Class 20 Backtracking and Dynamic Programming

Character Encodings: Unicode, UTF-16, ASCII, LATIN-1 and UTF-8

Quick Intro to the important character encodings

ASCII: 8 bit codes, ‘A’ = 0x41, ‘a’ = 0x61, space = 0x20, CR = 0x0d, etc. Do “man ascii” on UNIX to see a whole table. There are 128 codes, values 0 - 127, using 7 of the 8 bits. The highest code is 0x7f, for the DELETE character.

Unicode: 18 bit codes. Can express chars for any language text, and many other special symbols.

UTF-16: 16 bit codes matching real Unicode except for a few special characters and some obscure languages, which require multiple 16-bit codes. Used for strings and chars inside Java.

UTF-8: Can be thought of as compressed Unicode, often 8 bits but longer for some chars. UTF-8 is XML's default char encoding. UTF-8 can encode any Unicode character, so has the same power as Unicode to express any language.

LATIN-1, also known as ISO-8859-1: 8-bit codes. Uses the ASCII codes 9(TAB), 10(LF), 13(CR), 32-127, plus more codes over 127: 160-255, or in hex, 0x80-0xff.
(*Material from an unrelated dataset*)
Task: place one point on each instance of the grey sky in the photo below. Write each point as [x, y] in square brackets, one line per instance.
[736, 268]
Example non-ASCII chars: British pound sign, 0xa3, copyright sign ©, 0xa9, plus/minus sign ± , 0xb1. This is the default encoding for HTML. A more recent version of LATIN-1, known as Latin-9 or ISO-8859-15, includes the euro sign as code 0xA4. To be safe, use “euro” in important documents that need to be portable.
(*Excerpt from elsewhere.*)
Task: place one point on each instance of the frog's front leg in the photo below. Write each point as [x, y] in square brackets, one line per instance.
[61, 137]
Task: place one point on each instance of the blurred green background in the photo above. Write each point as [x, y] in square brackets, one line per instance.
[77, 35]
From the standard http://www.faqs.org/rfcs/rfc3629.html

    Unicode value range         |        UTF-8 octet sequence

     hexadecimal range(bits)    |              (binary)

   -----------------------------|------------------------------------

   0000-007F (000000000xxxxxxx) | 0xxxxxxx

   0080-07FF (00000xxxxxxxxxxx) | 110xxxxx 10xxxxxx

   0800-FFFF (xxxxxxxxxxxxxxxx) | 1110xxxx 10xxxxxx 10xxxxxx

   0001 0000-0010 FFFF          | 11110xxx 10xxxxxx 10xxxxxx 10xxxxxx

The last rule is for the codes over FFFF. Unicode is actually 18 bits long, but the codes above FFFF are not in common use.

By this, we see that ‘a’ = 0x0061 has UTF-8 code 0x61, same as its ASCII code, and similarly with any ASCII char.

a (0x0061) is coded by the first rule: 0061 = 00000000 0|1100001, UTF-8 code = 01100001 (8 bits)

€ (0x20ac) is coded by the third rule: 20ac = 0010|0000|1010|1100, UTF-8 code = 11100010 10000010 10101100 (24 bits)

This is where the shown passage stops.